Convenience is king with modern technology, but what are the dangers of storing private images on The Cloud?
We live in an age of unrivalled convenience: we can make calls, search through the collected wealth of human knowledge at a tap and take incredibly high quality pictures and videos, all from one device.
Plus, you can instantly backup and store your snaps and videos in The Cloud, often for very little expense or even for free.
However, this convenience isn’t without its dangers. Mark James, ESET IT Security Specialist, discusses the danger of storing private personal images or data on cloud storage.
“The iPhones in our pockets or handbags can perform instructions hundreds of million times faster than the computers used to put the Apollo space rocket on the moon. We put our entire faith into them to deliver the experience we expect from modern smartphones.

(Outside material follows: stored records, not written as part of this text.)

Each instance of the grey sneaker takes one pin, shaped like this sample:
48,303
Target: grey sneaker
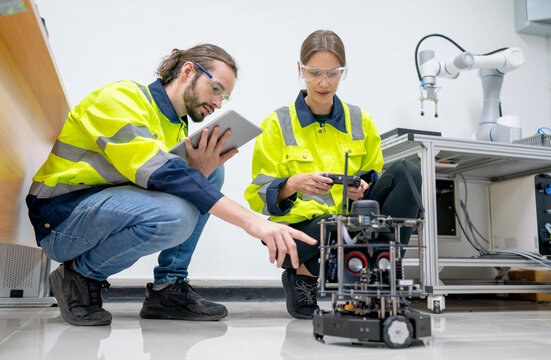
79,298
300,294
179,301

“However, we also use cloud storage space as well.
“We use this space for storing personal information thinking it is 100% safe to take pictures or videos in the privacy of our own environments and allow them to be stored offline.
“The dangers are keeping this safe: If your account were to be hacked, someone could potentially gain access to your data, download it and do as they wish with those photos or videos.

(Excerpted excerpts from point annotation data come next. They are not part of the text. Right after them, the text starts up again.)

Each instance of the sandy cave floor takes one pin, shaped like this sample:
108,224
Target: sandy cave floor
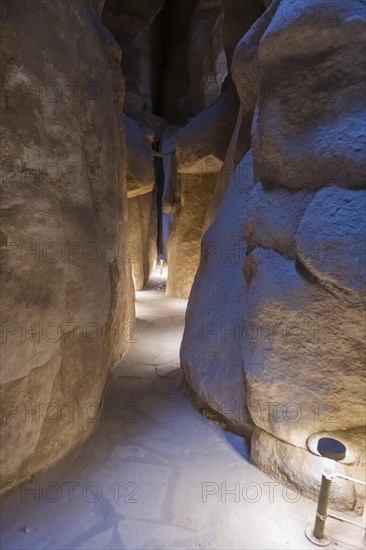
144,479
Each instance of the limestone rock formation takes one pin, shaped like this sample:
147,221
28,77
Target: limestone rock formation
67,292
142,205
142,224
140,169
299,314
211,346
200,151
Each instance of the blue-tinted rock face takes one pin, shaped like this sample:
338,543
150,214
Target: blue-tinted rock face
283,326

“Some may be private, some public, others may be very personal, possibly only for the eyes of your partner.
“Once compromised you cannot retrieve them, they are gone.
“The people that may now have them have proved their morality; they will have no regard for your privacy and in some cases may even make money selling your data.
“Whilst the big players like Apple and Google will do all they can to keep your data safe and private, many breaches happen because of password reuse.
“So what can you do? Simple, don’t store your private photos or videos online.
“If you need to take them and keep them then use your own private storage.
“These days personal offline NAS storage is extremely cost effective and can easily incorporate redundancy in case of failure and always work on the assumption that EVERY online account could be compromised.
“Use a separate password and, where possible, username to ensure that if one less secure site was compromised it could not be used elsewhere.
“A password manager is very effective at doing this and will in most cases enable you to generate secure unique passwords to use on each website you log into.”
The moral of the story is: if you wouldn’t want something to go public, don’t put it on cloud storage.